EnjoyPhoenix révèle souffrir du syndrome des ovaires polykystiques

EnjoyPhoenix révèle souffrir du syndrome des ovaires polykystiques
EnjoyPhoenix révèle souffrir du syndrome des ovaires polykystiques (Crédits Photo : © Capture écran Youtube EnjoyVlogging)

La youtubeuse EnjoyPhoenix confie à ses fans souffrir d’un SOPK, ou syndrome des ovaires polykystiques. Cette anomalie hormonale touche une femme sur dix en France.

EnjoyPhoenix, également connue sous le nom de Marie Lopez, a 24 ans et 3,5 millions d’abonnés sur sa chaîne Youtube. Dans une vidéo publiée sur sa chaîne de vlog (ou blog vidéo) EnjoyVlogging (1,5 million d’abonnés) le 3 avril 2019, elle confie à ses fans souffrir d’un dérèglement hormonal : le SOPK, pour syndrome des ovaires polykystiques.

"J’ai passé pendant le mois de mars des analyses médicales, je suis allée voir des médecins parce qu’il y avait des choses que je ne comprenais pas sur mon corps et des choses qui n’allaient pas" raconte-t-elle dans cette vidéo. Le premier symptôme à l’avoir alerté est son acné, qui a resurgi "il y a quelques mois", lorsque la jeune femme a arrêté de prendre la pilule. "J’ai fait des échographies, j’ai fait des bilans hormonaux, j’ai fait des tests et on m’a détecté un truc pas super cool qui s’appelle le SOPK" témoigne-t-elle enfin.

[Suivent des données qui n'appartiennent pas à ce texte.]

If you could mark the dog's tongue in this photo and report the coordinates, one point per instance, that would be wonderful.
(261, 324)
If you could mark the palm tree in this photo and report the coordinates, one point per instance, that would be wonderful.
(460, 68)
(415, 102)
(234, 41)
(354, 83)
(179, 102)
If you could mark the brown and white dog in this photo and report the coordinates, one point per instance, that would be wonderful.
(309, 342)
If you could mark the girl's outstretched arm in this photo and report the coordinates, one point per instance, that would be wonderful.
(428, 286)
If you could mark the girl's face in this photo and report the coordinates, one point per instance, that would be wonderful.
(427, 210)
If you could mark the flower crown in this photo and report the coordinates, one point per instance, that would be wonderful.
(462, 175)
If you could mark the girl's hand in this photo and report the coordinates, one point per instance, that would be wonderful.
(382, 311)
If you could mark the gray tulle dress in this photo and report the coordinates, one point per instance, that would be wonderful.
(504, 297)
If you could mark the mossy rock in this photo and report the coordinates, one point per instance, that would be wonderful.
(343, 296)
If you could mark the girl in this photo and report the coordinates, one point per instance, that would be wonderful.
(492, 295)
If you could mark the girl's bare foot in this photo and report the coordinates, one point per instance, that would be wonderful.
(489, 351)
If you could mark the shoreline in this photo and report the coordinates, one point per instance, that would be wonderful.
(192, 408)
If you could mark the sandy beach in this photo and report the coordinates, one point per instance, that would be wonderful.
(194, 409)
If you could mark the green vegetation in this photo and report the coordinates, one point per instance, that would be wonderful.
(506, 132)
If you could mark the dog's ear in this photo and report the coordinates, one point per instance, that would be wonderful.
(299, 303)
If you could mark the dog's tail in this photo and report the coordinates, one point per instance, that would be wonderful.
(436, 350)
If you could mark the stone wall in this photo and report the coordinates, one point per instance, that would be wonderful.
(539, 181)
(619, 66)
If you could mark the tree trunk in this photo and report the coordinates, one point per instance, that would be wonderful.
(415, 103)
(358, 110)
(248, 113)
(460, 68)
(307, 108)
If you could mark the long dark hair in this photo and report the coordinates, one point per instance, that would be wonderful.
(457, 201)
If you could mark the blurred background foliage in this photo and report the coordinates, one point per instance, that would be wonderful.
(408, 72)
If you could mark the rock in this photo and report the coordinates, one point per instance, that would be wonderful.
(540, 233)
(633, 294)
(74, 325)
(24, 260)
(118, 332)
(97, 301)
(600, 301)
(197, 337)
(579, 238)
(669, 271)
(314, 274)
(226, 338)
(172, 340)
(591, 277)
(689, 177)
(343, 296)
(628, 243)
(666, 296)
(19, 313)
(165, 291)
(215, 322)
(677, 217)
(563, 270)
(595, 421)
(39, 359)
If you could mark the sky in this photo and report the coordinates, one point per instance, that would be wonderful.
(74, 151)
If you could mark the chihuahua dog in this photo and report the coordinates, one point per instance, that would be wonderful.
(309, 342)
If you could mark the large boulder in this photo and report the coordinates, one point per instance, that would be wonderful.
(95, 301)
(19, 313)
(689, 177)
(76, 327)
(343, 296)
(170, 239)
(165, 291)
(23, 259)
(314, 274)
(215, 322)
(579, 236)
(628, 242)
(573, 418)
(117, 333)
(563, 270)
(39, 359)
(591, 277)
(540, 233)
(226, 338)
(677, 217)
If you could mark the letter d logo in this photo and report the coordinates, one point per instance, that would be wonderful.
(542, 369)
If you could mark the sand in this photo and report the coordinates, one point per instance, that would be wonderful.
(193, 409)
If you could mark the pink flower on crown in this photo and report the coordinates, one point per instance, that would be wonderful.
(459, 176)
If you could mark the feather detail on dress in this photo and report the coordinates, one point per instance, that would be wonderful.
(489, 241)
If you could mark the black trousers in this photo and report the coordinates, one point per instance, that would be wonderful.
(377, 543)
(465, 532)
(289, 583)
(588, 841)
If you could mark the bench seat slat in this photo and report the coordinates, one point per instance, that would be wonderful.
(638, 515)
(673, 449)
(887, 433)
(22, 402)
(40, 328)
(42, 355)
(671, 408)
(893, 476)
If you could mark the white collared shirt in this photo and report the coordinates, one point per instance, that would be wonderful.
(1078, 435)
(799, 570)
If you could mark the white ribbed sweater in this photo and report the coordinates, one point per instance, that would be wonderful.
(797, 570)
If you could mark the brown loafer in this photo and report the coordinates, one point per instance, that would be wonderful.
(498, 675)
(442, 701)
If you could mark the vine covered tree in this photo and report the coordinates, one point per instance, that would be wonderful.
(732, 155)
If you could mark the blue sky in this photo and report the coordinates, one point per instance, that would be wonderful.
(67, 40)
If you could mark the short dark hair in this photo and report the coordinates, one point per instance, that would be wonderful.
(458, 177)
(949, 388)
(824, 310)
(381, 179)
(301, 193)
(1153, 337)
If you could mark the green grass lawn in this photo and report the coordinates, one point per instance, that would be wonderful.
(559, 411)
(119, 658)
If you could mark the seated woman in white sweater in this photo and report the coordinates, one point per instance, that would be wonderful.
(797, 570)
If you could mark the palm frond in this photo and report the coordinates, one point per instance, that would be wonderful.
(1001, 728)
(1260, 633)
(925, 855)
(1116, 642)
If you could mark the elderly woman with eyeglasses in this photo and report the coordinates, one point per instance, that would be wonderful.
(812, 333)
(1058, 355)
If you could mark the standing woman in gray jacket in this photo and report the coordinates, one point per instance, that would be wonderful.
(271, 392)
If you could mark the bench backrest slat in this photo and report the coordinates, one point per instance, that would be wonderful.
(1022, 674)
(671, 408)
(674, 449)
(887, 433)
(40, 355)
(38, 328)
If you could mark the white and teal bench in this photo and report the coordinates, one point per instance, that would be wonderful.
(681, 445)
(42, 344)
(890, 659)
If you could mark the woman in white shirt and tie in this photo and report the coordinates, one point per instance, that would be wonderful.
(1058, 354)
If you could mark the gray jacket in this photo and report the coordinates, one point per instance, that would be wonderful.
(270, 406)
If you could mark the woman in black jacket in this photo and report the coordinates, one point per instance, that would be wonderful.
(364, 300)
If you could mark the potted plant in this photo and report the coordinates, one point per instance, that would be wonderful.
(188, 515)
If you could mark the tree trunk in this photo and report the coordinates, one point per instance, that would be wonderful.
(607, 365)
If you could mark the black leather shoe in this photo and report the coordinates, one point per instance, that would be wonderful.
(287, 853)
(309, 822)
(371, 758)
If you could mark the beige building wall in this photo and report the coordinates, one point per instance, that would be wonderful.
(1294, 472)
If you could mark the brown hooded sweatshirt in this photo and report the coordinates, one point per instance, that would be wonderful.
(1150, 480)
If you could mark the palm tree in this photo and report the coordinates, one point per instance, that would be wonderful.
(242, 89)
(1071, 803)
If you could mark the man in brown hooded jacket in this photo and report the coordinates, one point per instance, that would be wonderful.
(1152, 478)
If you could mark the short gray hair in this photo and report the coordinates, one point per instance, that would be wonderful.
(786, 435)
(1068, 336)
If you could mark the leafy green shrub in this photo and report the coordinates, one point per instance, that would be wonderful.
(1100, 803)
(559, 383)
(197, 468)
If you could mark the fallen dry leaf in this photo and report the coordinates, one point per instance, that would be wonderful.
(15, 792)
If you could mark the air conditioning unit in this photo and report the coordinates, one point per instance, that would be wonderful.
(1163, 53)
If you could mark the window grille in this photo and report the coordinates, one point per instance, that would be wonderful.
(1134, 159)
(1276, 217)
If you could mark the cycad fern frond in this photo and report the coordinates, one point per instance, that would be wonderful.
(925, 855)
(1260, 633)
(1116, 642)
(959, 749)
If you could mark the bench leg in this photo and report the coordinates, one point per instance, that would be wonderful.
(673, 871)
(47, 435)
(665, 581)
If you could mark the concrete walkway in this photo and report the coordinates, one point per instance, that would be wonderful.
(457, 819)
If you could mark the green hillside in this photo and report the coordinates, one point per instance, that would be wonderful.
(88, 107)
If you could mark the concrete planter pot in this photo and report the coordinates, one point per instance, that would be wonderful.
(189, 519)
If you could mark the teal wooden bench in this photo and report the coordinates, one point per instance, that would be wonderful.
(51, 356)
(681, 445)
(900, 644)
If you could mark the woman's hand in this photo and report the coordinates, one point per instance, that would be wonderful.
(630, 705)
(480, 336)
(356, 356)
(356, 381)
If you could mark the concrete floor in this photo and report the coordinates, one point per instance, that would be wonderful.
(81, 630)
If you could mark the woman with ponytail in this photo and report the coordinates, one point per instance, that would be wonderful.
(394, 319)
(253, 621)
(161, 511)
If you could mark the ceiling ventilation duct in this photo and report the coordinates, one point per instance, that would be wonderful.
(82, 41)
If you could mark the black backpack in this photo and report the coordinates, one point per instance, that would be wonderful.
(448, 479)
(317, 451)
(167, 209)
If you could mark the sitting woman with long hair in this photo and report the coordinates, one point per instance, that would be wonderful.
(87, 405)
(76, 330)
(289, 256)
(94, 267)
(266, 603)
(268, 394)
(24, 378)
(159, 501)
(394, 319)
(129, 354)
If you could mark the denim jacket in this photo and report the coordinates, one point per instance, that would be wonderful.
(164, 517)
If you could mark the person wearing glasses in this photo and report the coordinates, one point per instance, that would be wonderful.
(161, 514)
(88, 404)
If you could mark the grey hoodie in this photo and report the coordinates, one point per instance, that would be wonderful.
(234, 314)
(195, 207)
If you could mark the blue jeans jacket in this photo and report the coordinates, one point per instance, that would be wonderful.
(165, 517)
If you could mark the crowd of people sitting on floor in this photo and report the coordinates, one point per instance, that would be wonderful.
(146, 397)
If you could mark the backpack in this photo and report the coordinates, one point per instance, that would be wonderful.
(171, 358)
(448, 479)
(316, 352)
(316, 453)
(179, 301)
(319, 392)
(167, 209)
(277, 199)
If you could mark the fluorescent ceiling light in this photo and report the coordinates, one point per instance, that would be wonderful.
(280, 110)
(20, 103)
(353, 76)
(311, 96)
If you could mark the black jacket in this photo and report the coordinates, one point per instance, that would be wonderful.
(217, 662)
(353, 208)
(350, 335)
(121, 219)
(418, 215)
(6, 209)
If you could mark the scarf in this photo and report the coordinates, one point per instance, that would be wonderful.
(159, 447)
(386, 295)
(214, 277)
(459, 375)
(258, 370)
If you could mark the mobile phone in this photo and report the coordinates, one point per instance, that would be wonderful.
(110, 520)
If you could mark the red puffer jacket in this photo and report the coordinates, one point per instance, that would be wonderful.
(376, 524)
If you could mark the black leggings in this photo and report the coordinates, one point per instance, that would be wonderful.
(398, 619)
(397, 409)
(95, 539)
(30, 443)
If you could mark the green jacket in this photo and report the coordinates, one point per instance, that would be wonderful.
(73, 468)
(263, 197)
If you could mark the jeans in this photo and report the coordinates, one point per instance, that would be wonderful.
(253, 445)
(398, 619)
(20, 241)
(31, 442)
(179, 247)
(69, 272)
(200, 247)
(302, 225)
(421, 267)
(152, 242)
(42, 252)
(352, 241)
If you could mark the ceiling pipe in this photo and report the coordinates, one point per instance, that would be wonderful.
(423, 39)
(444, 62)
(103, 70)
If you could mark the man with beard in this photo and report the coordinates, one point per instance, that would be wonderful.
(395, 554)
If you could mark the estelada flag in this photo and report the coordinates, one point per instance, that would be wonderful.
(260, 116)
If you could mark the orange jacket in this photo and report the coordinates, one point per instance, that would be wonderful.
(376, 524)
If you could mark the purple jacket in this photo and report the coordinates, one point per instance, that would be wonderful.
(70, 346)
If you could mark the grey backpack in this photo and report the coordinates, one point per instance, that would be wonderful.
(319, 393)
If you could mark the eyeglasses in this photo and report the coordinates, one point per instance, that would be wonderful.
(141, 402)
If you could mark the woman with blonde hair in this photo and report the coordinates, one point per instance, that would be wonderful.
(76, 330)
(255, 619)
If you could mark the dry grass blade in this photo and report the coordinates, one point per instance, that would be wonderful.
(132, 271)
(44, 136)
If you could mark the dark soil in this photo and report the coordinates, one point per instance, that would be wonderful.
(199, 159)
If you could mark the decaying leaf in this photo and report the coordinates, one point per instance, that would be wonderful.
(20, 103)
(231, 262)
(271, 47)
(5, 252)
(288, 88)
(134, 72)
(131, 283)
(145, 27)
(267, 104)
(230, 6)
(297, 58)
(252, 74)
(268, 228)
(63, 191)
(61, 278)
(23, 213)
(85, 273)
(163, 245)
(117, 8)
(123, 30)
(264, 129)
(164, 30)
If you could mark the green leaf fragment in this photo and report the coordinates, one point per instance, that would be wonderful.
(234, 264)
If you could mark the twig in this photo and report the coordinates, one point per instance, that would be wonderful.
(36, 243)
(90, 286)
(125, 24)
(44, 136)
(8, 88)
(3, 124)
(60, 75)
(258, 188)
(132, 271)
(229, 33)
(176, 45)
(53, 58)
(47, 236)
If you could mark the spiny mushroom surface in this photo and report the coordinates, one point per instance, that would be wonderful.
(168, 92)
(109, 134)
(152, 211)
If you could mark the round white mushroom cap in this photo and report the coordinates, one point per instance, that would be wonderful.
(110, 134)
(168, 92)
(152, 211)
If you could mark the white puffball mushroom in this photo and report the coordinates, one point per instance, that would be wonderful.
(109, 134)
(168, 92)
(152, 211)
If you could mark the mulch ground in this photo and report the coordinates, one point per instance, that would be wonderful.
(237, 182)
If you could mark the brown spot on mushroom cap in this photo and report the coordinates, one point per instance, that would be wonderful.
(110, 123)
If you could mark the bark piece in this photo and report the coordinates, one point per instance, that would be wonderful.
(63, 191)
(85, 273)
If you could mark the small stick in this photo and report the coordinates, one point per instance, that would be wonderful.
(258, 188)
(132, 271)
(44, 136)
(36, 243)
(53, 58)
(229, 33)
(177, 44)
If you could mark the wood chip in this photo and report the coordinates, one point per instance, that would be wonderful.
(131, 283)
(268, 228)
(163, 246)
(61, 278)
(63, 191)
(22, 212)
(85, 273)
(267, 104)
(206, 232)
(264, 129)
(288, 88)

Règles irrégulières, acné, pilosité…

Le syndrome des ovaires polykystiques est également appelé "dystrophie ovarienne". Il correspond à une anovulation, c’est-à-dire une absence de production d’ovules par les ovaires. Les symptômes qu’il cause rassemblent des règles irrégulières, des poussées d’acné, une prise de poids et une augmentation de la pilosité (ou hirsutisme) due à un excès d’hormones masculines, les androgènes. Le plus souvent, le traitement recommandé est la prise d'une pilule hormonale contraceptive pour calmer les symptômes du SOPK.

Comme le SOPK entraîne une absence ou une faible ovulation, il se caractérise également par une faible fertilité. Les femmes souffrant de SOPK et exprimant un désir de grossesse devront donc recevoir des stimulations hormonales permettant de rétablir une ovulation. Le recours à une fécondation in vitro peut également être envisagé.